It isn't 2007 anymore, can we stop with carrier exclusives already?

Taylor Martin
 from Concord, NC
Published: October 5, 2012

When the iPhone originally launched in 2007, AT&T was the sole carrier that introduced the game-changing smartphone to the world. AT&T inked a deal with Apple that would keep any competitors from carrying the iPhone for several years to come.

Back then, exclusive deals like those weren't all that uncommon. (They still aren't today either, unfortunately.) But AT&T's exclusivity with the iPhone was different in many ways than any deals before or after it. It actually worked – better than anyone could have expected. On no other carrier in the States could you get an iPhone, or anything even like it for at least two years to come. Apple and AT&T made huge profits and tens of thousands of people switched to Ol' Blue to get a taste of the smartphone of the future.

Since then, however, Apple has adopted a new tactic. Piquing interests worked to begin with, but now that it was certain the market wanted their product, Apple opened the flood gates and has since began offering the iPhone on three out of the four major wireless providers in the U.S., several regional carriers and even prepaid carriers. This is almost a complete reverse from how they originally launched the iPhone.

No less, AT&T and other manufacturers are still trying to replicate the success of the original iPhone, iPhone 3G and iPhone 3GS. With devices like the Nokia Lumia 900, AT&T was the exclusive carrier to offer Nokia's flagship smartphone in the States. It flopped and Nokia is now between a rock and a hard place.

Just yesterday, we learned the highly-anticipated successor to the Lumia 900, the Lumia 920, will also be an AT&T exclusive. Evan explained how other wireless providers must be unhinged for not carrying (or wanting to carry) the Lumia 920. But make no mistake, this was a deal negotiated between Nokia and AT&T, possibly with a little help from Microsoft. And I'm afraid the Lumia 920 will now face the same fate as the Lumia before it, regardless of how much hype it's drumming up.

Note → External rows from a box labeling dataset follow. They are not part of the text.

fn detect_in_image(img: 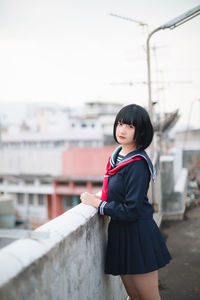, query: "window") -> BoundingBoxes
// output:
[62,195,80,209]
[17,194,24,205]
[38,195,44,206]
[28,194,33,205]
[93,182,103,187]
[75,181,87,187]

There's a reason carrier exclusive deals no longer work with just any ol' device. The iPhone was such a success as an exclusivity because it was a unique product at the time. There weren't any real competitors to the iPhone for at least two years after its launch. If you wanted a smartphone of its caliber, you had to go to AT&T. Now smartphones are a dime a dozen, they're everywhere. It no longer matters if your carrier of choice doesn't carry the exact smartphone you want for two reasons: either they will at some point in the not too distant future or there is a very similar alternative to be had.

Say you're on Verizon and you want the HTC One X. That clearly isn't going to happen as HTC did not create a One device for Verizon and AT&T devices are incompatible with Big Red's CDMA network. So you can't just buy the phone sans contract and pop a Verizon LTE SIM in the phone. However, there are ample like-minded smartphones in the same class as the One X on Verizon, such as the upcoming DROID RAZR HD, DROID RAZR MAXX HD or the existing Samsung Galaxy S III.

In the last year, there has been only one exclusive deal I can recall that worked out … for the most part. The Samsung Galaxy Note was also an AT&T exclusive device, yet it was met with a decent amount of success. Why, exactly? Because it's different, an extreme take on the modern smartphone. If you wanted a 5.3-inch smartphone on Verizon, Sprint or T-Mobile (excluding those willing to hack and mod a bit), you were simply out of luck. There were no alternatives to Samsung's alluring phablet.

I fully believe Samsung understood that and wanted to mimic Apple's success on a smaller scale while also probing the market. (The Note was always a niche device, even if it was surprisingly popular worldwide.) It signed the exclusive deal with AT&T and it actually worked out in the end. Verizon customers were up in arms over not getting the Galaxy Note.

Rather than re-signing a deal with AT&T and throwing away potential customers, however, Samsung is aiming to get the Galaxy Note II in as many hands as possible. Similar to how Samsung launched the Galaxy S III, the Note II will launch on five U.S. carriers by mid-November: AT&T, Sprint, Verizon, T-Mobile and U.S. Cellular.

It should come as no surprise that Apple and Samsung are marking record sales and revenues. The two are both opening up to any and all carriers that will offer their smartphones. Meanwhile, AT&T and Nokia are living in some fantasy land where carrier exclusives still amount to something.

AT&T and Nokia, this isn't 2007. The Lumia 920 is a fantastic device. But it isn't different enough to make people switch carriers or get too terribly upset if it doesn't make it to their carrier. By now, people know they can wait a few months and something better will come along. Nokia, move past this exclusive nonsense and stop cutting your market and possible customers by fractions.

How do you feel about carrier exclusive deals, readers? Do they make sense to you? Or are they an outdated tactic that no longer works as intended? What do you do when the phone you want is exclusive to a carrier besides your own?